If Buzzfeed’s “listicle” style articles are any indication, people love lists. List makers, list checkers, list sharers…and one app found a way to capitalize on that. The List App, or li.st as it was renamed in May 2016, is a list-based social media platform predicated on building and sharing lists of interest.
The app’s popularity began with, in the words of Tech Crunch, “getting a number of notable names on board” including celebrities and big brand publishers like the New York Times. There were initial concerns by some that it was just another way for brands to market themselves, but list making as social-sharing has seen enormous growth in social media and new media outlets. Celebrities provided immediately interesting content for users to engage with, but the core user base is what sustains the app. List making and sharing is self expressions and entertainment.
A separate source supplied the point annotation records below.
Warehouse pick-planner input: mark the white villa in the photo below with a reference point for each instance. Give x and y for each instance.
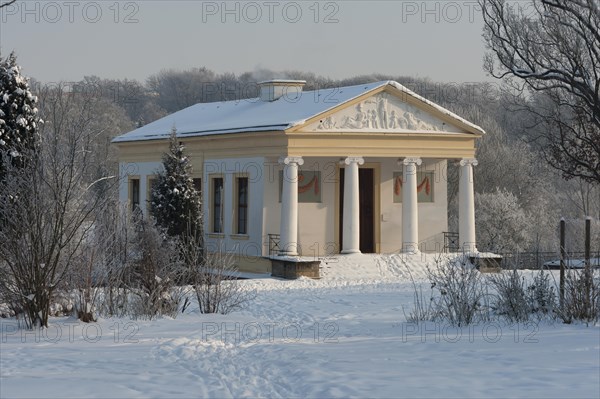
(344, 170)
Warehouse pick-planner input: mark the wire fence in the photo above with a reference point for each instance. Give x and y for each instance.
(547, 260)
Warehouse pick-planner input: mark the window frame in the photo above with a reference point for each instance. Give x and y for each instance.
(133, 204)
(237, 206)
(213, 210)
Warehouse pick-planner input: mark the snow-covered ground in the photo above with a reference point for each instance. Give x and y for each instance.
(345, 335)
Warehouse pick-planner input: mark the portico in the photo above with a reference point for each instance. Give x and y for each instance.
(350, 221)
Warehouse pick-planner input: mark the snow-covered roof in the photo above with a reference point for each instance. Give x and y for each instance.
(253, 115)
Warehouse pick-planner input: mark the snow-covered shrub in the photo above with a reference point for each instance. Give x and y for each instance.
(510, 299)
(460, 295)
(425, 308)
(213, 274)
(542, 295)
(581, 300)
(154, 273)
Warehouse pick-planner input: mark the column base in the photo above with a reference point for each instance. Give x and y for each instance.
(350, 251)
(410, 248)
(288, 254)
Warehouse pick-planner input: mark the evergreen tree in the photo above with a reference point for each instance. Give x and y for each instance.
(19, 121)
(174, 201)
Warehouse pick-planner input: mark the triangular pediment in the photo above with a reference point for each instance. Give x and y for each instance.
(383, 112)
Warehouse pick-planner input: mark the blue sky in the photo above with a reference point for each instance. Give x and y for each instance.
(66, 40)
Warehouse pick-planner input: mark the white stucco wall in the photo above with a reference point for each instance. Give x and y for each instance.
(141, 170)
(433, 219)
(317, 222)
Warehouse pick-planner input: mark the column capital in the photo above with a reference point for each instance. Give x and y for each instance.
(415, 160)
(289, 160)
(358, 160)
(469, 161)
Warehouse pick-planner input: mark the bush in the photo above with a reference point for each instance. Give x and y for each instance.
(460, 295)
(517, 301)
(213, 275)
(581, 296)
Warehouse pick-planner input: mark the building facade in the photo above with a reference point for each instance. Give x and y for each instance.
(315, 173)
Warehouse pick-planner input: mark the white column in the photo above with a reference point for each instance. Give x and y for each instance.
(466, 206)
(410, 206)
(288, 242)
(351, 212)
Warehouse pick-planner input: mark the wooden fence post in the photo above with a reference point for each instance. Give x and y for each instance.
(563, 255)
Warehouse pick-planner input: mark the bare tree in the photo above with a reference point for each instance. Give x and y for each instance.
(48, 207)
(2, 5)
(552, 49)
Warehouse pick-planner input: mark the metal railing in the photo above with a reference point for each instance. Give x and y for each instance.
(274, 244)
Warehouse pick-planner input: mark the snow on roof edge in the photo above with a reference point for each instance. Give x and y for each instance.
(161, 136)
(434, 105)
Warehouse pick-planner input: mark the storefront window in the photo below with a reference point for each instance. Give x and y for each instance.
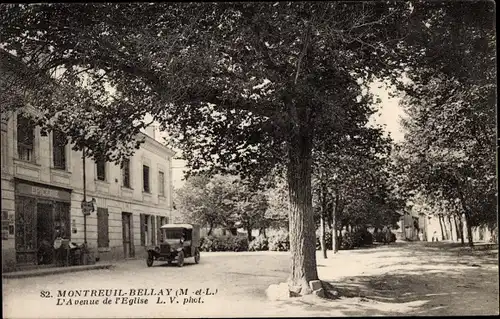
(25, 138)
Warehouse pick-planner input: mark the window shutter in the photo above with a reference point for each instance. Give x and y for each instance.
(102, 228)
(143, 237)
(158, 229)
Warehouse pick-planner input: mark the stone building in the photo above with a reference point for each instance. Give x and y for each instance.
(42, 192)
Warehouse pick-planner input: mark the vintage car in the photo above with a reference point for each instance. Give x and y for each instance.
(179, 241)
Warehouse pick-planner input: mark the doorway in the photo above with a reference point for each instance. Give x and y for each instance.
(128, 247)
(45, 232)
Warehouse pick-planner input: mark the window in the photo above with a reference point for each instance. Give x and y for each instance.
(161, 183)
(144, 229)
(101, 170)
(145, 178)
(25, 138)
(126, 173)
(59, 142)
(102, 228)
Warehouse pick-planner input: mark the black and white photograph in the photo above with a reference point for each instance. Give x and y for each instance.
(249, 159)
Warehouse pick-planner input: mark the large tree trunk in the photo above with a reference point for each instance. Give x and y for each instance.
(301, 219)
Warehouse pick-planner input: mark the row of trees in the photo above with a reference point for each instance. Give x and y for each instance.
(243, 88)
(447, 158)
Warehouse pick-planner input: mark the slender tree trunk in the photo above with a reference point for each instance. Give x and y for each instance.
(450, 224)
(301, 219)
(262, 232)
(445, 228)
(467, 217)
(457, 227)
(322, 236)
(249, 233)
(441, 226)
(469, 230)
(461, 226)
(335, 245)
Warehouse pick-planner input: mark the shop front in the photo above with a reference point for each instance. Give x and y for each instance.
(42, 215)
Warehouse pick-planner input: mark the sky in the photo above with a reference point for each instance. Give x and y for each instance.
(389, 113)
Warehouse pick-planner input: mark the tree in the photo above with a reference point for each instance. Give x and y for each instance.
(242, 87)
(208, 201)
(251, 206)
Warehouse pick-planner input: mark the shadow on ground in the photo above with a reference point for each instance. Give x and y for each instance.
(409, 279)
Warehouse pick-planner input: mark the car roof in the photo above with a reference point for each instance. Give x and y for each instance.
(171, 226)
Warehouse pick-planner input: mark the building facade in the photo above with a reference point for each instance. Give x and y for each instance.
(42, 192)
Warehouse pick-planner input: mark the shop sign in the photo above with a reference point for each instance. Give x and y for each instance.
(39, 191)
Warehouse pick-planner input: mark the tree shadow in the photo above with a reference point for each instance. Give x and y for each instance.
(419, 293)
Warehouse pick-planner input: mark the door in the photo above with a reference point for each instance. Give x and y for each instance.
(128, 249)
(25, 230)
(45, 232)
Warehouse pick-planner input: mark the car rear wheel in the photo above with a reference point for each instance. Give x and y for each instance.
(197, 256)
(180, 259)
(149, 261)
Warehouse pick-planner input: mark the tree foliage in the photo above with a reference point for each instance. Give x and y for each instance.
(222, 201)
(449, 150)
(241, 87)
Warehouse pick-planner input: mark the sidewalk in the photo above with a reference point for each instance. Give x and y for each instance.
(54, 270)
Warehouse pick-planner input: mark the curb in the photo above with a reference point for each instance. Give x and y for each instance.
(54, 271)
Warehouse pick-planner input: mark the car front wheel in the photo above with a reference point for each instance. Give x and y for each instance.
(197, 256)
(180, 259)
(149, 261)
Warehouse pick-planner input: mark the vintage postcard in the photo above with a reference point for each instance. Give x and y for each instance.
(248, 159)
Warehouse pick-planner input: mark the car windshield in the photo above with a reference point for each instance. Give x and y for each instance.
(173, 233)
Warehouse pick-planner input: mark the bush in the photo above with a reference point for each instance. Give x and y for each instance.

Initially I was skeptical of this, I think because in my mind I associated this kind of list making with something like grocery list making, but entertainment-like lists such as “25 gifts to get coffee lovers” have a lot of shareable value. So why lists over other social content? The founders stated:
“We just love lists. They’re the best. Human beings are innately inclined towards structuring information; it’s one of our primary means of understanding. Lists are simple, powerful; the gold standard of sorting and sharing information for thousands of years.”
This li.st community is simply interested in what other people are interested in. (A bit creepy, no?) But the short, digestible and sharable content is prime content for social media. Compared to other social networks, however, the user base is small and concentrated. It has just $2 Million in seed funding and a user base of 150,000 people. By social media standards, barely a blip. But a concentrated base of highly invested, high activity users can make even a small network of users powerful.
Users share content based around numerous topics including movies, fashion, relationships and dating, food, and bucket list content (30 places I want to go before I die, for example). You can also find social commentary about race, gender and inclusiveness (names I hate to be called by the opposite gender, for example).
Bottom line: If you’re a list maker, this is the app for you. I prefer my Buzzfeed community posts honestly. I like lists, but not enough to be social around them. Though interesting, this is not a social network I will be adopting.